Die Bildung des Koordinierungsrates der Opposition wurde von der weißrussischen Generalstaatsanwaltschaft als Versuch eines Staatsstreiches bezeichnet und sie eröffnete ein Strafverfahren. Die ersten Zeugenvernehmungen von Aktivisten haben bereits stattgefunden. Einige Mitglieder haben den Rat schon verlassen. Die Namen derer, die in dem Rat geblieben sind, werden aus Sicherheitsgründen verheimlicht. Aber sie sagen, der Rat bestehe aus Dutzenden Mitgliedern.

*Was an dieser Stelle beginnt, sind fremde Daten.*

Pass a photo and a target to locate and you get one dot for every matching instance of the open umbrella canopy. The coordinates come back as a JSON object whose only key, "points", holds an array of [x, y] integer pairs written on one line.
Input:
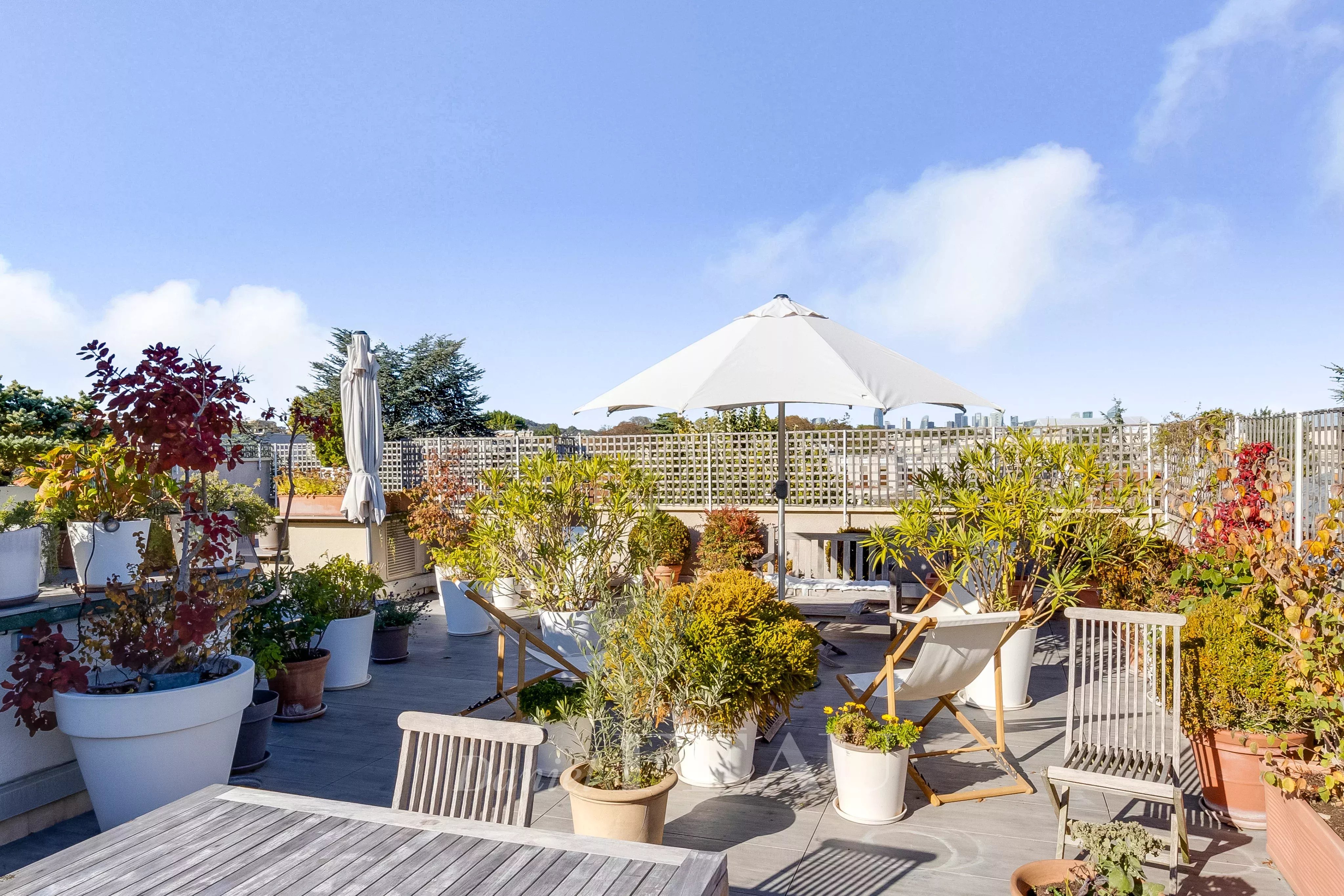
{"points": [[362, 420], [786, 352]]}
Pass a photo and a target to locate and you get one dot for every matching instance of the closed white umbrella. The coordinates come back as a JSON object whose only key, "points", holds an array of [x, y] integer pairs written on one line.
{"points": [[362, 420], [777, 354]]}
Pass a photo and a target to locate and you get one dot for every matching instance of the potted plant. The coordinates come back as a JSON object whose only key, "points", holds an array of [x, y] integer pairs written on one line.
{"points": [[1116, 855], [744, 655], [252, 515], [661, 542], [441, 519], [1017, 523], [21, 552], [559, 708], [729, 541], [105, 502], [869, 760], [279, 636], [343, 592], [159, 717], [620, 790], [562, 527], [393, 621]]}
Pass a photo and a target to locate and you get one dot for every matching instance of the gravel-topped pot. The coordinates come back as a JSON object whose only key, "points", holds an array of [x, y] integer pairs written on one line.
{"points": [[101, 555], [870, 784], [21, 566], [391, 644], [618, 815], [255, 731], [1015, 659], [300, 687], [140, 751], [463, 616], [350, 643], [716, 761]]}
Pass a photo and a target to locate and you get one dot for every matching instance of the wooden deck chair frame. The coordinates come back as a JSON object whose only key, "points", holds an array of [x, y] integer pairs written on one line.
{"points": [[999, 746], [1136, 758], [527, 644]]}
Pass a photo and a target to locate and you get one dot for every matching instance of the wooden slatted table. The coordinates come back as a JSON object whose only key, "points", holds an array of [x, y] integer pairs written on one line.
{"points": [[237, 842]]}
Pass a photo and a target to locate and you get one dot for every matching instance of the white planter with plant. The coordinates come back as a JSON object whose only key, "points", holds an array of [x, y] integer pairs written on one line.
{"points": [[21, 552], [869, 758], [464, 617], [706, 760], [744, 655], [140, 751], [1015, 670]]}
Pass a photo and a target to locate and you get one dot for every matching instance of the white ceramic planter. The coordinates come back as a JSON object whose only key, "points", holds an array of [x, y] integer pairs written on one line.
{"points": [[1015, 659], [464, 617], [21, 565], [140, 751], [506, 594], [350, 643], [705, 761], [566, 743], [101, 555], [870, 785], [569, 635], [230, 554]]}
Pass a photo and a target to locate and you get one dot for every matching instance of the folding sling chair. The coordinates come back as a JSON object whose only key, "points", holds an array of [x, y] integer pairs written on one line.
{"points": [[529, 647], [956, 649], [1123, 723]]}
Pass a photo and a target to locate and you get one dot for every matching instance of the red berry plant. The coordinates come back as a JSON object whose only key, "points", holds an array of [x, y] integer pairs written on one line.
{"points": [[170, 413]]}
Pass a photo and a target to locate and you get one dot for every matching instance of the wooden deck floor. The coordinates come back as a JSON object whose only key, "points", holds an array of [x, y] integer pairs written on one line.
{"points": [[780, 832]]}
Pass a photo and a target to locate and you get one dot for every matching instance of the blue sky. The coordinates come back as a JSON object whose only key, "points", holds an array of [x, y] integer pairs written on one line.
{"points": [[1053, 203]]}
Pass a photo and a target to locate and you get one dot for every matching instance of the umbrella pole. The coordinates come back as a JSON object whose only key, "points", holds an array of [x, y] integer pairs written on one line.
{"points": [[781, 492]]}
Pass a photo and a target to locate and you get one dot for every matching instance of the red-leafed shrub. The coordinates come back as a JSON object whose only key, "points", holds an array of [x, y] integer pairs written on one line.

Gleichzeitig wurde der Rat vom Westen tatkräftig unterstützt. Der Druck von außen auf Weißrussland wurde sowohl in Form von Erklärungen, als auch in den tatsächlichen Handlungen westlicher Politiker zum Ausdruck gebracht. Nach dem Sondergipfel hat die EU beschlossen, weitere 53 Millionen Euro für das „weißrussische Volk“ bereitzustellen.

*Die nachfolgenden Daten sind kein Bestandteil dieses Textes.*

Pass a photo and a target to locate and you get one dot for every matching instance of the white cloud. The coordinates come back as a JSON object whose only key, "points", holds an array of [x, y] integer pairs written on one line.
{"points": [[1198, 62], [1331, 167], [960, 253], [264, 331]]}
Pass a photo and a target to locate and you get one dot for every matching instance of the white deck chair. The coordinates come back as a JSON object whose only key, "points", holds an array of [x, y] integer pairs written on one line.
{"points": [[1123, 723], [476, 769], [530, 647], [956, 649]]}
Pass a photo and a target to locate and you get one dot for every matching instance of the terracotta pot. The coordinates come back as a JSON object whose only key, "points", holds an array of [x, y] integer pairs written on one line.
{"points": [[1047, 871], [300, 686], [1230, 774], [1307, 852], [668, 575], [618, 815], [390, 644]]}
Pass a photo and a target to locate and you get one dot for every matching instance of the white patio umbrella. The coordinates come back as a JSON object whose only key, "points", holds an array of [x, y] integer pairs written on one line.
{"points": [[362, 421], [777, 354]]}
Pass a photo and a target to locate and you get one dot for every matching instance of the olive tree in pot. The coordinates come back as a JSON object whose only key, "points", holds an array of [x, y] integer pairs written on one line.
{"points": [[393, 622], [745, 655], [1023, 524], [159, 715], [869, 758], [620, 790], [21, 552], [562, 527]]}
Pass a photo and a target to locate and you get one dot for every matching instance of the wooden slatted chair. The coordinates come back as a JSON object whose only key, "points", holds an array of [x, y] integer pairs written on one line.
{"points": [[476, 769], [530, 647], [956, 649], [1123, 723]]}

Zuvor legten die Botschafter der Europäischen Union, Vertreter der USA und anderer Länder in Minsk Blumen an dem Ort nieder, an dem ein Demonstrant gestorben ist. Der ehemalige Präsidentschaftskandidat Valery Zepkalo wurde in Polen empfangen, während die wichtigste Oppositionskandidatin Swetlana Tichanowskaja in Litauen ist. Sie kommuniziert mit ihren Unterstützern vor allem über Videobotschaften. Sie rief die Weißrussen auf, die Streiks auszuweiten und sich „nicht einschüchtern zu lassen“, solange sie in Vilnius bleibe: „Ich liebe mein Land und ich werde zurückkehren, wenn ich sicher bin“, verspricht der Oppositionelle.

Die erste Mann im Staat hörte das und erzählte, unter welchen Umständen Tichanowskaja das Land verlassen hat: „Ich habe sie selbst dorthin geschickt“, sagte Lukashnenko. „Sie hat darum gebeten. Ich werde die Details nicht erzählen. Sie ist eine gute Frau, die ihre Kinder liebt.“

Tichanowskaja, eine ausgebildete Philologin und Übersetzerin für Englisch, nimmt ihre Ansprachen in einer für die Adressaten verständlichen Sprache auf, in Englisch: „Ehrwürdige Führer Europas!“ In den Untertiteln wurde das englische Wort „honourable“ in der amerikanischen Schreibweise geschrieben, ohne den Buchstaben „u“.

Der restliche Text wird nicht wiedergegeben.